Per la cena scelgo il Milda, su tripadvisor viene indicato come ristorante tipico. Arrivo nei pressi del posto dove dovrebbe trovarsi ma fatico a riconoscerlo almeno fino a quando non vedo una manciata di tavolini all’esterno, che inizialmente non credevo fossero proprio di quel ristorante , e la scritta “Milda” capeggiare enorme sopra una parete. Il cameriere mi chiede se ho prenotato perché diversamente sono al completo ma dice di attendere perché vuole accertarsene. Nel frattempo un altro cameriere mi chiede di cosa abbia bisogno e mentre rifaccio presente che vorrei (ovviamente) mangiare ma ho chiesto al collega, una donna dal tavolo dice che sta per andarsene. Esce il primo cameriere e in quell’istante si alzano da un altro tavolo e quindi, dopo una breve attesa, mi invita a sedermi. Capisco di aver avuto una solenne botta di culo a trovarmi nel posto giusto al momento giusto perché da lì in poi si siederanno solo i prenotati. Su internet viene indicato come un posto abbastanza di livello, l’idea che mi faccio dai camerieri è che ci sia una certa eleganza ma senza esagerare. In fin dei conti sto mangiando su di una strada che non ha nulla di panoramico e in cui una moto mi sgasa davanti. Ordino una birra non filtrata e petto d’anatra con cipolla selvatica, grano tostato, mele e prugne. Ottimi entrambi e lo confermo anche al cameriere che chiede feedback mentre ho la bocca piena, anche se come mangiare non sono convinto sia così tipico, ma questo a lui non lo dico. Sul menù ci sarebbe stata una zuppa di funghi servita dentro una ciotola fatta di pane che veniva indicata come lettone ma con i funghi non vado molto d’accordo quindi ho optato per altro. L’unico dolce papabile sembra essere lo stesso di pranzo e quindi evito. L’aria serale è piuttosto fredda anche se il primo giorno era decisamente peggiore.

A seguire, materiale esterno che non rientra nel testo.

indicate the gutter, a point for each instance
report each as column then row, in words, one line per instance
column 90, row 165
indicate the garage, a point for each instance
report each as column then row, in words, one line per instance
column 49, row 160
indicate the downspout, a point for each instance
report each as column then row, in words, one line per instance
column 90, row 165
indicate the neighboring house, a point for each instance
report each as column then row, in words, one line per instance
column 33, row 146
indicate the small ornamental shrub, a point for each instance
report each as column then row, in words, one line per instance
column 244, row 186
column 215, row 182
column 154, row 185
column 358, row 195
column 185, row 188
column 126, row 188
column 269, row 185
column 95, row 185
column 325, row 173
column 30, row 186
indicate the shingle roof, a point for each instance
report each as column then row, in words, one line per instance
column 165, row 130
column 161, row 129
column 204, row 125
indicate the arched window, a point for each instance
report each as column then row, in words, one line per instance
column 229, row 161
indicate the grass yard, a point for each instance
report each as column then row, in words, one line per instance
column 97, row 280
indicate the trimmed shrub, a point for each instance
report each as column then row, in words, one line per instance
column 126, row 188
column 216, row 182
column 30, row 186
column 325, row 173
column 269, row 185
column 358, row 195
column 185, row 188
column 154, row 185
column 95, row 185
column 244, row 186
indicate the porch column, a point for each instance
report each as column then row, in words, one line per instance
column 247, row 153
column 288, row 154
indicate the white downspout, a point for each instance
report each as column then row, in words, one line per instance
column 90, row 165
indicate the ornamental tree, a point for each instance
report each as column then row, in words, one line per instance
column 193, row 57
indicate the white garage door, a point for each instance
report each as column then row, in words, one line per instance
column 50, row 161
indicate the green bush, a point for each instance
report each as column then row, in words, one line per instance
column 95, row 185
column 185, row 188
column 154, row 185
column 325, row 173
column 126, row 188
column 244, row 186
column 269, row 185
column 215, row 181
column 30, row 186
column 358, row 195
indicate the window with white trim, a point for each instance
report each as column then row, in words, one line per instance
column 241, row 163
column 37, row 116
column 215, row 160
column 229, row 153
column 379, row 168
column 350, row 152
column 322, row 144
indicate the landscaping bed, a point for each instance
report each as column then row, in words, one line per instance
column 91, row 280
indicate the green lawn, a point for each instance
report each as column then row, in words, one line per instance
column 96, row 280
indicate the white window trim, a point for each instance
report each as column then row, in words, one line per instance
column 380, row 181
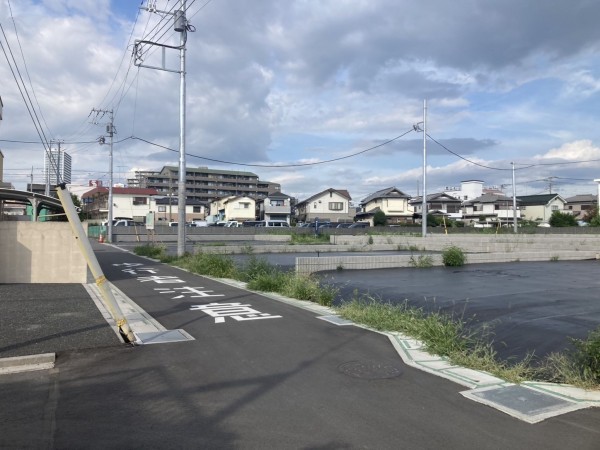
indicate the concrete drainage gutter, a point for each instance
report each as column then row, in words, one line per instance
column 27, row 363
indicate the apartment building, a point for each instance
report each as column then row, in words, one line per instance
column 204, row 184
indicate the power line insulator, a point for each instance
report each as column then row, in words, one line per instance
column 180, row 22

Finito di mangiare e scolata la birra mi prende un po’ di malinconia che non so bene da dove parta. Chiedo il conto, bevo l’ultimo sorso e vedo un moscerino affogato nel mio bicchiere. Mi ritrovo a pensare che, alla fine, siamo tutti moscerini sul fondo di un bicchiere e quanto questo sia un pensiero di merda. “We’re just two lost souls / Swimming in a fish bowl / Year after year“, questo si che è un pensiero! Altro che “Siamo tutti moscerini sul fondo di un bicchiere“. Ma vaffanculo. Mi alzo è cammino fino alla piazza adiacente alla Casa delle teste Nere, attirato da una esecuzione live praticamente perfetta di Hotel California. Sono rapito e rimango ad ascoltarla tutta, poi devio verso il Monumento della Libertà dove si sta svolgendo una manifestazione in ricordo della Via Baltica: due file di candele partono dal monumento e vanno verso il centro mentre intorno una gran folla di persone si tiene per mano e canta in Lettone. Prima ci deve essere stata una manifestazione perché stanno smontando un palco ma le persone continuano a rimanere. E anche io, ammirato, almeno fino a quando la birra non mi fa scoppiare la vescica e mi costringe a rientrare.
III GIORNO : SABATO
Riga, come molti altri stati di questa zona, aveva un ghetto ebraico che su tripadvisor è indicato come piuttosto in periferia, non lontano dal Memoriale della Sinagoga Corale che fu bruciata dai Nazisti durante l’invasione della II Guerra Mondiale. Nella stessa zona dovrebbe esserci anche il Museo dell’Olocausto e quindi mi muovo in questa direzione. Decido di passare per il capolinea degli autobus per capire se è da lì che parte il 22 per andare all’aeroporto e prendere già il biglietto. Non vedo la scritta della fermata da nessuna parte ma, mentre sono lì, vedo il famigerato 22 caricare delle persone e partire quindi mi tranquillizzo. Mi è stato consigliato di andare a Jurmala, località balneare, o Sigulda, con castelli medioevali, che sono molto belle ma continuo a non trovare la stazione dei treni che dovrebbe essere non lontana. Vabbè. Proseguo fino al Memoriale della Sinagoga, che è costituito da quello che rimane dei piani interrati. Di per sè non ha un grande impatto visivo, l’impatto viene dall’apprendere che quando fu bruciata vi erano ancora le persone dentro.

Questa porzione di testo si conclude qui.